Since Asheville Contemporary Dance Theatre (ACDT) closed in late April due to COVID-19, the company’s members have found a unique way to perform. Every Sunday at 5 p.m., five to nine dancers meet in an outdoor location to create new dance while remaining socially distant. The project has evolved into what participants now call Guerilla Barnstorming.
“When the pandemic forced the cancellation of 27 scheduled performances, we decided not to give up,” says ACDT founder and director Susan Collard. “We do not need an audience, we just need the space, the inspiration and each other.”
The group has performed in gardens, rivers, creeks, on railroad tracks and in the streets of Asheville. Collard typically designates the site and sets up the structure for the improv. Because the troupe does not announce their performance, spectators are often absent. The site and the weather set the mood so that each dance is different. Performances take place rain or shine, with weather viewed as an inspiration rather than a limiting factor. Collard cites a performance knee-deep in a creek during a rainstorm as a particularly beautiful experience. “I love the way each dancer can move differently in the changing settings,” she says. “Nothing is choreographed and everything is in the moment and personal.”

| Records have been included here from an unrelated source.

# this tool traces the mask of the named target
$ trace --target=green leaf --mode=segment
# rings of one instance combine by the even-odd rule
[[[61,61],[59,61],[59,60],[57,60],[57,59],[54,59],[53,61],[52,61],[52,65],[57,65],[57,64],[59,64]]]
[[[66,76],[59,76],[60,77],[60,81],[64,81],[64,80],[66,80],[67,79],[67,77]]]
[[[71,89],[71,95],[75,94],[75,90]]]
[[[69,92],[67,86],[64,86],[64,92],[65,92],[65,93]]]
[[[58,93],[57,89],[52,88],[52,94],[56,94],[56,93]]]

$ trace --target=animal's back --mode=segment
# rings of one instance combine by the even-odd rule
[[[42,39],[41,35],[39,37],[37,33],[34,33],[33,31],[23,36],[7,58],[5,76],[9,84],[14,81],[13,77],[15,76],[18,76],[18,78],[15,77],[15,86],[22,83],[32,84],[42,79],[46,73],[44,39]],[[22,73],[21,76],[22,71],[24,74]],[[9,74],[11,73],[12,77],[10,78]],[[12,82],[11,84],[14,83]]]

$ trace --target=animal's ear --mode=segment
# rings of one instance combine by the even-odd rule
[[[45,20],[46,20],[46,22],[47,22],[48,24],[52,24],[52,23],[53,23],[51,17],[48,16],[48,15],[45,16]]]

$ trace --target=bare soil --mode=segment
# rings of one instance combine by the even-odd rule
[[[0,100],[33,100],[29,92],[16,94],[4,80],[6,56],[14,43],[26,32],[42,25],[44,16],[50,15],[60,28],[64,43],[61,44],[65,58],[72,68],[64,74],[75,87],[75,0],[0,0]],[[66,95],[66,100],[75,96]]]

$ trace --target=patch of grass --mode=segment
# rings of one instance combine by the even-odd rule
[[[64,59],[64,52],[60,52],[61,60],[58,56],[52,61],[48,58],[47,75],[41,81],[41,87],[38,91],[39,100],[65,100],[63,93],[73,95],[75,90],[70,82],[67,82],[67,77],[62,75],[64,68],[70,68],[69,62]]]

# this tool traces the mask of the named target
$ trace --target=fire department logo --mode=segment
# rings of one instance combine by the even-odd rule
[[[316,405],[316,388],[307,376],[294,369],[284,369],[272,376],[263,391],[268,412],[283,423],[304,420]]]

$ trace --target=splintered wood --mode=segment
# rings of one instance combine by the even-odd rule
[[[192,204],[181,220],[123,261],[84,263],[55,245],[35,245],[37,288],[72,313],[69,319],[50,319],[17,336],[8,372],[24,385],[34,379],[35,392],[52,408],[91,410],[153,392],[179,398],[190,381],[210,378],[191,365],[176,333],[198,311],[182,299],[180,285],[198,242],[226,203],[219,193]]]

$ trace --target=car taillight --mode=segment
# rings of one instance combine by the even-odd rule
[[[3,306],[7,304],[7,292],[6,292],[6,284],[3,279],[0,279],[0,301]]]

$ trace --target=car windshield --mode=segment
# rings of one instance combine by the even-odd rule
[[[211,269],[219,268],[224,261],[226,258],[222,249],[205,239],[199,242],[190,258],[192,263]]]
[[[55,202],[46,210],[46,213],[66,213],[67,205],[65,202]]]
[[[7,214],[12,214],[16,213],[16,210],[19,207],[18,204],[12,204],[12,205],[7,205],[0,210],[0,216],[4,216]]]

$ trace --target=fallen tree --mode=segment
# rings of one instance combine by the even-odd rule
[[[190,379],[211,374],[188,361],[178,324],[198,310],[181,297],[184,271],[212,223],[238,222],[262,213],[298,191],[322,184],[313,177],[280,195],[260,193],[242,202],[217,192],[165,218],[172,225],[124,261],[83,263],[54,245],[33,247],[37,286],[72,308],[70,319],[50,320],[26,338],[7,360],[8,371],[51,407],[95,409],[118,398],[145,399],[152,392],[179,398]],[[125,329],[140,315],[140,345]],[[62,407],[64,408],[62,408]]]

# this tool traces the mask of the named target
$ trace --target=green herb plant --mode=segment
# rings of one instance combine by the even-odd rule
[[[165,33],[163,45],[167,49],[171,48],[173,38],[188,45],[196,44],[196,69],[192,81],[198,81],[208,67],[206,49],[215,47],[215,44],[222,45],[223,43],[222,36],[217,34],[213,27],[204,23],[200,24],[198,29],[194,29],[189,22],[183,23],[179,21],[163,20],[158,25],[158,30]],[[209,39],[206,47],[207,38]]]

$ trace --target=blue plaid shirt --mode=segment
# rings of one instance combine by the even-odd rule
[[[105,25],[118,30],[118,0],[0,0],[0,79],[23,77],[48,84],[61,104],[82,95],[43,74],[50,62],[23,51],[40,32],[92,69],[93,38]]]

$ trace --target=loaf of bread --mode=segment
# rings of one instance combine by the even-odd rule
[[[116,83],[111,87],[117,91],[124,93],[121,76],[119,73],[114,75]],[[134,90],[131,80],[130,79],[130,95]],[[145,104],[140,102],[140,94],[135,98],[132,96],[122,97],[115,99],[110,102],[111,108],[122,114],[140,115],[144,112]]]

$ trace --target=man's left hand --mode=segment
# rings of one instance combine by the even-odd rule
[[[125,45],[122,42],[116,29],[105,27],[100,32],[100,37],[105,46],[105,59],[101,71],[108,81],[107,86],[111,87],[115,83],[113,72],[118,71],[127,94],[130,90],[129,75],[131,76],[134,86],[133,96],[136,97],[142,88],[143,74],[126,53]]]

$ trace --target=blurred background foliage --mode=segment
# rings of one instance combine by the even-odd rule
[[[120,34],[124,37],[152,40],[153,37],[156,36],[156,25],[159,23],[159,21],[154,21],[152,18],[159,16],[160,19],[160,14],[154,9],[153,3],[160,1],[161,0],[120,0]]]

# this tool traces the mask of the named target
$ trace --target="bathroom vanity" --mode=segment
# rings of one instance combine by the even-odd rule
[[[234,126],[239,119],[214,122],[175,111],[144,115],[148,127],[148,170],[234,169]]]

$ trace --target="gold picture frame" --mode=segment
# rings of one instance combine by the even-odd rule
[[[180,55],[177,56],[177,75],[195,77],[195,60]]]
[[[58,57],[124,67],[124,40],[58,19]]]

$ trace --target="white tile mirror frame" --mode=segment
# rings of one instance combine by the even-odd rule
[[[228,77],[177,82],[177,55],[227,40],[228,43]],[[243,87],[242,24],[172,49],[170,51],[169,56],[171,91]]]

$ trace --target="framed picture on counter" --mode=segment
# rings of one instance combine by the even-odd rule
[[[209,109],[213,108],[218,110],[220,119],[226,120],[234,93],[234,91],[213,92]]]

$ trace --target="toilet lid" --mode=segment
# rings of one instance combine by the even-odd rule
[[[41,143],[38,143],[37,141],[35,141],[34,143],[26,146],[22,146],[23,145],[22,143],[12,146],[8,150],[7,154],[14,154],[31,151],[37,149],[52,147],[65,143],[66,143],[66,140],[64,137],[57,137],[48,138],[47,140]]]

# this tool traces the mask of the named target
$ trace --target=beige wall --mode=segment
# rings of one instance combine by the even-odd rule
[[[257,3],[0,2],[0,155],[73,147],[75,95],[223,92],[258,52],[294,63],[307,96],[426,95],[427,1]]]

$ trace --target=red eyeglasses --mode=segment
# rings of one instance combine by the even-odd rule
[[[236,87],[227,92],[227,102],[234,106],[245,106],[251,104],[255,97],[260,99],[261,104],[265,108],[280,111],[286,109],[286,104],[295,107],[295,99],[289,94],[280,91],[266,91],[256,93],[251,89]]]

Dancer Melissa Wilhoit describes the barnstorming experience as “a lifesaver.” Prior to the COVID-19 shutdown, she was teaching 16 classes per week and rehearsing for an upcoming performance. Grinding to a halt, she says, was difficult both physically and emotionally. “After months of staying home and dancing alone or as part of an online class, it has been so wonderful to move outside and create in the community again,” she says.

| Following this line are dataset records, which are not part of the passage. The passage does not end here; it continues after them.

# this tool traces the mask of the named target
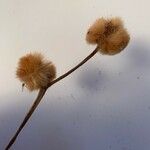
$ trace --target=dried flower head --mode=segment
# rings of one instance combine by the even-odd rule
[[[86,41],[97,44],[102,54],[114,55],[129,43],[130,36],[120,18],[100,18],[89,28]]]
[[[17,77],[30,90],[46,87],[56,77],[56,68],[40,53],[30,53],[20,58]]]

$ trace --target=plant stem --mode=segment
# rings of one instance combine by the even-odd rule
[[[48,86],[46,88],[40,89],[36,100],[34,101],[33,105],[30,108],[30,110],[26,114],[26,116],[25,116],[24,120],[22,121],[21,125],[19,126],[18,130],[16,131],[16,133],[14,134],[14,136],[11,138],[10,142],[6,146],[5,150],[9,150],[11,148],[11,146],[14,144],[14,142],[16,141],[19,133],[21,132],[23,127],[26,125],[27,121],[30,119],[31,115],[33,114],[33,112],[37,108],[38,104],[42,100],[42,98],[43,98],[44,94],[46,93],[47,89],[50,86],[52,86],[53,84],[57,83],[58,81],[62,80],[65,77],[67,77],[72,72],[77,70],[80,66],[82,66],[84,63],[86,63],[89,59],[91,59],[98,52],[98,49],[99,48],[97,47],[90,55],[88,55],[85,59],[83,59],[77,66],[75,66],[74,68],[72,68],[71,70],[69,70],[68,72],[63,74],[62,76],[58,77],[57,79],[53,80],[50,84],[48,84]]]
[[[38,93],[38,96],[37,96],[36,100],[34,101],[32,107],[30,108],[30,110],[26,114],[24,120],[22,121],[22,123],[19,126],[18,130],[16,131],[15,135],[11,138],[11,140],[8,143],[8,145],[5,148],[5,150],[8,150],[13,145],[13,143],[17,139],[19,133],[21,132],[21,130],[23,129],[23,127],[25,126],[25,124],[27,123],[27,121],[29,120],[29,118],[31,117],[31,115],[33,114],[34,110],[36,109],[36,107],[38,106],[38,104],[40,103],[40,101],[42,100],[42,97],[44,96],[45,92],[46,92],[46,89],[40,89],[40,91]]]
[[[78,69],[80,66],[82,66],[84,63],[86,63],[89,59],[91,59],[98,52],[98,49],[99,49],[99,47],[96,47],[96,49],[90,55],[88,55],[85,59],[83,59],[77,66],[75,66],[74,68],[72,68],[71,70],[66,72],[65,74],[61,75],[57,79],[53,80],[51,83],[48,84],[48,87],[52,86],[56,82],[62,80],[65,77],[67,77],[72,72],[74,72],[76,69]]]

The experience has encouraged her to let inspiration initiate her movement. “It is exciting to approach the challenge of improvisation with openness and deep listening in the moment,” she says.
ACDT co-director Giles Collard finds the project’s unusual settings to be especially fulfilling, as he engages all of his senses so that he is attuned to the surface he dances on, the temperature, wind, rain, architecture, vegetation, wildlife, sounds and other humans.
“Barnstorming allows me to have a wonderful time dancing in amazingly rich spaces,” he says. “There are no worries, no planning, no production costs and no audience needed.”